Si la famille de Sophie Toscan du Plantier a déposé à Paris une plainte avec constitution de partie civile dès le 17 janvier 1997, la justice française n'a pris véritablement le relais qu'en 2008. Mais elle n'a pu obtenir l'extradition de Ian Bailey, constamment refusée par l'Irlande, malgré deux mandats d'arrêt délivrés par la France. Pour Dublin, il n'existe ni preuve ni indice matériel permettant de poursuivre le Britannique.

"Nous pensons qu'une erreur judiciaire est en train de se commettre. Ian Bailey est présumé coupable depuis 22 ans", déclare aujourd'hui l'un de ses avocats, Me Dominique Tricaud. Jugeant que son client n'a "aucune chance" devant la cour d'assises de Paris, il a annoncé que son client ne viendrait pas à son procès, où il ne sera pas non plus représenté. Une erreur ? "En cas de condamnation, Paris pourrait ensuite pousser Dublin à accorder l'extradition par deux fois refusée", avance Le Figaro.

Ian Bailey sera jugé par trois magistrats, sans jurés

En son absence et en application des dispositions prévues par le code de procédure pénale, Ian Bailey sera donc jugé à la cour d'assises de Paris par trois magistrats professionnels, sans l'assistance des jurés. Instaurée par la loi du 9 mars 2004, la procédure dite de "défaut criminel" s'est substituée à la contumace pour permettre une audience plus conforme aux exigences du procès équitable.

A la différence de la contumace, l'accusé, bien qu'absent, peut lors d'un procès "par défaut" être défendu par un avocat.
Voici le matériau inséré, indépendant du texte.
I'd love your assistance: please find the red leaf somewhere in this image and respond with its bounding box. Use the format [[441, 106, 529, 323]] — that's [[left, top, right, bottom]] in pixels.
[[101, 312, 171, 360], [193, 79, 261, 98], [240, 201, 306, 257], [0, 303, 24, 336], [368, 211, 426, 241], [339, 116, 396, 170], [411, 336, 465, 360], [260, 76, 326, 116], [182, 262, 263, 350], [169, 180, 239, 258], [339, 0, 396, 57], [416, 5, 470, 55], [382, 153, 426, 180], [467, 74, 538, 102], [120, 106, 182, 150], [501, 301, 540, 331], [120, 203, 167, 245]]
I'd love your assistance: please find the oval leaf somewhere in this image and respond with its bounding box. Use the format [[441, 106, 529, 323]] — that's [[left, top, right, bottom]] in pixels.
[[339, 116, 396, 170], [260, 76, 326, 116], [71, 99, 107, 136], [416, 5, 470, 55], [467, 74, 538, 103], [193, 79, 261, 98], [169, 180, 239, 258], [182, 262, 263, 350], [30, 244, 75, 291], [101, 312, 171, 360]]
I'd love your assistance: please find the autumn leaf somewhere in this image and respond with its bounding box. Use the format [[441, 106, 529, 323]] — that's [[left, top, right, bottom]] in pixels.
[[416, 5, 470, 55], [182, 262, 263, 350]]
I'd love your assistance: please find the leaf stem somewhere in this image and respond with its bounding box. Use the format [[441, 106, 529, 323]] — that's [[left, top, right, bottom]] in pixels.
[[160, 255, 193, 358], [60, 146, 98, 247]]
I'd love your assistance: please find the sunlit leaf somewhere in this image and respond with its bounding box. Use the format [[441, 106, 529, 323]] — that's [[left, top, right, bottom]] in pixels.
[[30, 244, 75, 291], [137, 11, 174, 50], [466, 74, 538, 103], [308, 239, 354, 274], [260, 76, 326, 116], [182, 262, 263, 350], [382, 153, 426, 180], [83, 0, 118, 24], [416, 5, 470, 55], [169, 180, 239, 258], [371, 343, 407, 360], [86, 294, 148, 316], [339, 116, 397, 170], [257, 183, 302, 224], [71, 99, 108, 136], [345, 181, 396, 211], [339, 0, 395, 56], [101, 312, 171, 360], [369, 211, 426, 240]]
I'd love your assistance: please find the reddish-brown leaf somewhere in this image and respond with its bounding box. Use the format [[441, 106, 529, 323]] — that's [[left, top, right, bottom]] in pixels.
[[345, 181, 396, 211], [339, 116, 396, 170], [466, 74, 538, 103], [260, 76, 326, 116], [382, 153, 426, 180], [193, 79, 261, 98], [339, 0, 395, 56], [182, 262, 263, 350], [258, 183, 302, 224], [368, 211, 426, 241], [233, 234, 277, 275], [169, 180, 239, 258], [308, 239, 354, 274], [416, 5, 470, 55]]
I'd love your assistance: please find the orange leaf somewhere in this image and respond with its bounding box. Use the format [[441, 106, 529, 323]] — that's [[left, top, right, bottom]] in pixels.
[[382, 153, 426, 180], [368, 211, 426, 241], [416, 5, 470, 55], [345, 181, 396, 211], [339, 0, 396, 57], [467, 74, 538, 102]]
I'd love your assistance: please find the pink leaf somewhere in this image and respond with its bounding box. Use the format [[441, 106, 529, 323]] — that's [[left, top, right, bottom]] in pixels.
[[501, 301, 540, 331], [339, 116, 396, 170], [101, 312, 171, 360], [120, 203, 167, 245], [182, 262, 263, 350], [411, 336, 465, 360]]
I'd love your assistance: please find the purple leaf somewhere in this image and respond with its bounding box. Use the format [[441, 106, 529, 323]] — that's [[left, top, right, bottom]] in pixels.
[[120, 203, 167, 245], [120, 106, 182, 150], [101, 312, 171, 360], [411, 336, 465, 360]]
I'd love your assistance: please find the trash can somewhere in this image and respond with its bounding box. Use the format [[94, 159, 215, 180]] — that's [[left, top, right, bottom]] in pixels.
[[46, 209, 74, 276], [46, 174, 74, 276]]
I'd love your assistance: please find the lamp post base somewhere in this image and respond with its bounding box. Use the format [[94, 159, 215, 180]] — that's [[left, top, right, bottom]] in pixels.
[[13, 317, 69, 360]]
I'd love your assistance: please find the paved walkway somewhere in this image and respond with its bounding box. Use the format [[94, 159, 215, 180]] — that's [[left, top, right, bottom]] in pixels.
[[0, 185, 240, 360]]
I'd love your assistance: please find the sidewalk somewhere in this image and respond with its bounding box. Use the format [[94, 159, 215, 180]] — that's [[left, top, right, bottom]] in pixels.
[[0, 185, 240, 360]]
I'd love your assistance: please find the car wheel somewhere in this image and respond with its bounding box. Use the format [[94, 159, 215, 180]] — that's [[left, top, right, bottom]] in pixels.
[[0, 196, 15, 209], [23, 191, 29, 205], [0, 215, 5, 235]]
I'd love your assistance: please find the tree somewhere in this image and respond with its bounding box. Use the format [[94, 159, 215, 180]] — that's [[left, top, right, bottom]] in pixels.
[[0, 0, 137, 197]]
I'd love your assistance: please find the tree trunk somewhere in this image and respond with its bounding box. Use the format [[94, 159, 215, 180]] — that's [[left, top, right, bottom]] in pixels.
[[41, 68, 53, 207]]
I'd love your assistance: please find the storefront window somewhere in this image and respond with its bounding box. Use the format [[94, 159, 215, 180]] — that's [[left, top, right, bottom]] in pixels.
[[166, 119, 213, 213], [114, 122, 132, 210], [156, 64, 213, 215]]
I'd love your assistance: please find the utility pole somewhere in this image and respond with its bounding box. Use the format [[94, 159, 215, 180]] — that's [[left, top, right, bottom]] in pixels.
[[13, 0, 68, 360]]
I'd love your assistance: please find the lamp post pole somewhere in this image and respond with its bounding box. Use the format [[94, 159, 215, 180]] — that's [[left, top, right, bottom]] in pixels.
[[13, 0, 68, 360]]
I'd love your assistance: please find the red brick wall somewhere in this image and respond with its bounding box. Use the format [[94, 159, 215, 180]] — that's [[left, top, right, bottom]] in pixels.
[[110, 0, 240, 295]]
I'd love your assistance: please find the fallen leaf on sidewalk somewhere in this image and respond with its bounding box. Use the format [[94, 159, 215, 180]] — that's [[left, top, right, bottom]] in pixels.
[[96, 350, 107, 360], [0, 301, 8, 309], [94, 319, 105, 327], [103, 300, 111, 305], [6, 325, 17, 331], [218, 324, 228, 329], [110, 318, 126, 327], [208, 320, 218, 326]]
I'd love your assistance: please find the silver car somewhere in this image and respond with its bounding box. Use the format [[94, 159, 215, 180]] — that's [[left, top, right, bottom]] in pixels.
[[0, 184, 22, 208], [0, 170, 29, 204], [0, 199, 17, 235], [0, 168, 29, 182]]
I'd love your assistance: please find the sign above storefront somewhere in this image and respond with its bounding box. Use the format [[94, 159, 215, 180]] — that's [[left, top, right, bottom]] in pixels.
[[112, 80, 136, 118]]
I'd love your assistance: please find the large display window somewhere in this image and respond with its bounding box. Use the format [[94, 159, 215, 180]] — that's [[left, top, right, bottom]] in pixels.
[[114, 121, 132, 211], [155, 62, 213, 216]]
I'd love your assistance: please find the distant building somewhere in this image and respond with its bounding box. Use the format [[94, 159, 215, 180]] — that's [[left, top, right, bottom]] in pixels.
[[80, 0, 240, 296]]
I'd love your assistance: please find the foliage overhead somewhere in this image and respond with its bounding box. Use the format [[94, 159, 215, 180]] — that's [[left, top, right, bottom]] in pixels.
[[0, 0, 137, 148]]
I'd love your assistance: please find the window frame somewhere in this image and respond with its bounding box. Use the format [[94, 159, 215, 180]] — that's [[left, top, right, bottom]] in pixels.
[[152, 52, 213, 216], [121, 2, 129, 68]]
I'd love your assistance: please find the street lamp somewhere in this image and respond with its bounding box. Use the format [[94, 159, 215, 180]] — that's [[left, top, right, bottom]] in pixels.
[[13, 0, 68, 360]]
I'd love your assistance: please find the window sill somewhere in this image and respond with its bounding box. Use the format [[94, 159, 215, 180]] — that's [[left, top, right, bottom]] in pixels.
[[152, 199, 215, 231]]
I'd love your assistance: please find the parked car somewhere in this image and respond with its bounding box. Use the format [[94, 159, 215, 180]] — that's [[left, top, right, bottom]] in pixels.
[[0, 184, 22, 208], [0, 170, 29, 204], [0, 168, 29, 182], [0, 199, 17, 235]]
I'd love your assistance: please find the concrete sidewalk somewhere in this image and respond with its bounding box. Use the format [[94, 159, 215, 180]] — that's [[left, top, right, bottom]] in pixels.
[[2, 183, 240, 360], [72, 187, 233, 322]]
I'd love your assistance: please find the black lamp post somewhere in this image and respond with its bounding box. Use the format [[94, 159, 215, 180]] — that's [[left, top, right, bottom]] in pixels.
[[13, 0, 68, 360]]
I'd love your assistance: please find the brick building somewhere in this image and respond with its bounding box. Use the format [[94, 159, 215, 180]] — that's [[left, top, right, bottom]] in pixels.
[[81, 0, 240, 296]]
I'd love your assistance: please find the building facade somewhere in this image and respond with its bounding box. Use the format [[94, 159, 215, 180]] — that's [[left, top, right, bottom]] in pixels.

La cour peut entendre des témoins et des experts, comme lors d'une audience ordinaire. L'accusé condamné par défaut ne peut pas faire appel du verdict. S'il se constitue prisonnier ou s'il est arrêté avant que la peine prononcée ne soit éteinte par la prescription, l'arrêt de la cour d'assises est annulé et l'accusé est rejugé, en sa présence.